At any time during the training, you can generate the figures shown in the paper by running the jupyter notebook file located at *experiments/atari/plots.ipynb*. In the first cell of the notebook, please make sure to change the entries according to what you have been running. You can also have a look at the loss of the training thought the jupyter notebook under *experiments/atari/plots_loss.ipynb*.

## Run the tests
Run all tests with
```Bash
pytest
```
The tests should take around 1 minute to run.

## Baseline scores
Get the google bucket provided in https://github.com/google-research/rliable to have the scores of the baselines. For that you might need to install the google cloud SDK https://cloud.google.com/sdk/docs/downloads-interactive?hl=en#linux-mac and run:
```bash
gsutil -m cp -R gs://rl-benchmark-data/ALE experiments/atari/baselines_scores
```
The file *atari_200_iters_scores.npy* is the one used to plot the figures. 

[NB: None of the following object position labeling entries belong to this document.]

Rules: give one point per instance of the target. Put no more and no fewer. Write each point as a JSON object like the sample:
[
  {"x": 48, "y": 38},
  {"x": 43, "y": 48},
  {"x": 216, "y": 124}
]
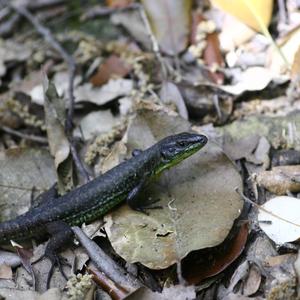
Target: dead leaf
[
  {"x": 253, "y": 79},
  {"x": 295, "y": 71},
  {"x": 177, "y": 292},
  {"x": 279, "y": 219},
  {"x": 23, "y": 169},
  {"x": 280, "y": 179},
  {"x": 289, "y": 45},
  {"x": 170, "y": 23},
  {"x": 118, "y": 3},
  {"x": 169, "y": 93},
  {"x": 233, "y": 34},
  {"x": 112, "y": 67},
  {"x": 131, "y": 20},
  {"x": 113, "y": 89},
  {"x": 96, "y": 123},
  {"x": 55, "y": 117},
  {"x": 281, "y": 131},
  {"x": 189, "y": 198},
  {"x": 199, "y": 266},
  {"x": 253, "y": 281},
  {"x": 13, "y": 294},
  {"x": 9, "y": 259},
  {"x": 11, "y": 51},
  {"x": 262, "y": 10},
  {"x": 5, "y": 272}
]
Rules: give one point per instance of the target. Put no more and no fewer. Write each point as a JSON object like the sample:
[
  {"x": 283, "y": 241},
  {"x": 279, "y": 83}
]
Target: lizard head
[{"x": 175, "y": 148}]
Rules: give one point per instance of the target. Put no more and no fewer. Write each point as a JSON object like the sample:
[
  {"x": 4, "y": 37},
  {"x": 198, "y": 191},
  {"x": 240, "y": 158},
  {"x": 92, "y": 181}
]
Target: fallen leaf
[
  {"x": 252, "y": 283},
  {"x": 279, "y": 219},
  {"x": 262, "y": 10},
  {"x": 189, "y": 196},
  {"x": 112, "y": 67},
  {"x": 131, "y": 20},
  {"x": 13, "y": 294},
  {"x": 5, "y": 272},
  {"x": 95, "y": 123},
  {"x": 9, "y": 259},
  {"x": 23, "y": 169},
  {"x": 280, "y": 180},
  {"x": 199, "y": 266},
  {"x": 169, "y": 93},
  {"x": 233, "y": 34},
  {"x": 253, "y": 79},
  {"x": 170, "y": 23},
  {"x": 289, "y": 45},
  {"x": 281, "y": 131},
  {"x": 118, "y": 3},
  {"x": 176, "y": 292},
  {"x": 113, "y": 89},
  {"x": 11, "y": 51},
  {"x": 55, "y": 118},
  {"x": 295, "y": 71},
  {"x": 286, "y": 157}
]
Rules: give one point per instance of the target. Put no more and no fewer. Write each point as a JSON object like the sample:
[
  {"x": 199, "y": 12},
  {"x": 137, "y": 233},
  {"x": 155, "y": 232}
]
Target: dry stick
[
  {"x": 25, "y": 136},
  {"x": 47, "y": 35},
  {"x": 153, "y": 40},
  {"x": 106, "y": 264}
]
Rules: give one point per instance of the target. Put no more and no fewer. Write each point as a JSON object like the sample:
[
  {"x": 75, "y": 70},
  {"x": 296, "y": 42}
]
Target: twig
[
  {"x": 115, "y": 291},
  {"x": 49, "y": 38},
  {"x": 25, "y": 136},
  {"x": 153, "y": 40},
  {"x": 8, "y": 26},
  {"x": 106, "y": 264}
]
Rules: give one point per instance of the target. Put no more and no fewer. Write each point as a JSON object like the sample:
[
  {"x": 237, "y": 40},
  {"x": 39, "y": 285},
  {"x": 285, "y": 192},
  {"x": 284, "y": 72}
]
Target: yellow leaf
[{"x": 239, "y": 9}]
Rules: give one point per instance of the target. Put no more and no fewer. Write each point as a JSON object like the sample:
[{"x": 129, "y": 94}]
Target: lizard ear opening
[{"x": 136, "y": 152}]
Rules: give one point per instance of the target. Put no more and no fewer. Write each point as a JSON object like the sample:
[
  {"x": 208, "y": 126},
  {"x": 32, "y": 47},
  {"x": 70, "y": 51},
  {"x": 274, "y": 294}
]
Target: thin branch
[
  {"x": 153, "y": 40},
  {"x": 25, "y": 136},
  {"x": 106, "y": 264}
]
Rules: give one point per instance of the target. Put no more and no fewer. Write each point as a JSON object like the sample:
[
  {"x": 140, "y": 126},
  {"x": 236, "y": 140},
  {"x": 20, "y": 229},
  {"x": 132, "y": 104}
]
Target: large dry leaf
[
  {"x": 279, "y": 219},
  {"x": 248, "y": 11},
  {"x": 170, "y": 21},
  {"x": 13, "y": 294},
  {"x": 55, "y": 117},
  {"x": 170, "y": 93},
  {"x": 22, "y": 170},
  {"x": 191, "y": 195},
  {"x": 281, "y": 131},
  {"x": 100, "y": 95},
  {"x": 95, "y": 123}
]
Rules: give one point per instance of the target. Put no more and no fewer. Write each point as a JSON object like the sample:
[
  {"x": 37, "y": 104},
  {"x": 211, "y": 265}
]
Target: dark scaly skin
[{"x": 94, "y": 199}]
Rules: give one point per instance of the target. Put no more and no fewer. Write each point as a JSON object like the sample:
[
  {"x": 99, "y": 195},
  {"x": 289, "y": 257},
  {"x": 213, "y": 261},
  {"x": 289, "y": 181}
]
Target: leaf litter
[
  {"x": 247, "y": 105},
  {"x": 169, "y": 234}
]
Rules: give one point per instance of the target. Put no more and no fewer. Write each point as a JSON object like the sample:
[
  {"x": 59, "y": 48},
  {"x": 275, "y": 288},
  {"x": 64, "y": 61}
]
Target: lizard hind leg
[{"x": 61, "y": 236}]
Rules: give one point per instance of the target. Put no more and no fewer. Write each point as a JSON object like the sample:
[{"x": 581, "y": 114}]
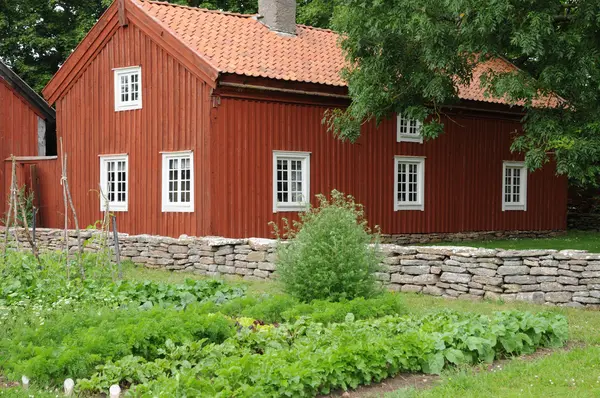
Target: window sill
[
  {"x": 514, "y": 208},
  {"x": 122, "y": 108},
  {"x": 174, "y": 209},
  {"x": 410, "y": 138},
  {"x": 294, "y": 208},
  {"x": 403, "y": 207},
  {"x": 114, "y": 208}
]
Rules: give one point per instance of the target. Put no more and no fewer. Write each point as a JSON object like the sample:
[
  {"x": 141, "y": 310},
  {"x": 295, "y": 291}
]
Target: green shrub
[{"x": 329, "y": 255}]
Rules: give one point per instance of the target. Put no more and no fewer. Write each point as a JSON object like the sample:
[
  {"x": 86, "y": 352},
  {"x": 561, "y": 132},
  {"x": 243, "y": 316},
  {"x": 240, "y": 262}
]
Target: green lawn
[{"x": 576, "y": 240}]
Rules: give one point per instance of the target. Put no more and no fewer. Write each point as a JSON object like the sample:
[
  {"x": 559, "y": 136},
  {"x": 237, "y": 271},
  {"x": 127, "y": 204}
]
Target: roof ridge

## Details on the Atari environment
The wrapped environment is build on Gymnasium with no frame kipping, with 25% of probability that the previous action is played instead of the current one and with a reduced subset of actions. 
One step of the wrapped environment is composed of:
- 4 steps of the gymnasium environment.
- Max pooling over the 2 last greyscale frames.
- Converting to a greyscale image with OpenCV.
- Downscaling to 84 x 84 with OpenCV using linear interpolation.
- Outputting the resulting frame along with the resulting frames of the 3 last steps. 

Each episode ends when the _game over_ signal is sent.

## Potential issues
You might need to install _swig_ to be able to install the library _box2d-py_ with the command line:
```bash
sudo apt-get install swig
```
or with conda
```Bash
conda install -c conda-forge swig
```

If JAX cannot access the GPU, use these specific version of CUDA libraries and restrain the GPU memory pre allocation with:
```bash 
conda install -c conda-forge cudatoolkit-dev=11.6
conda install -c conda-forge cudnn=8.4
```
and set ```XLA_PYTHON_CLIENT_MEM_FRACTION``` to ```0.4``` in line 15 of file *launch_job/atari/train_idqn.sh*.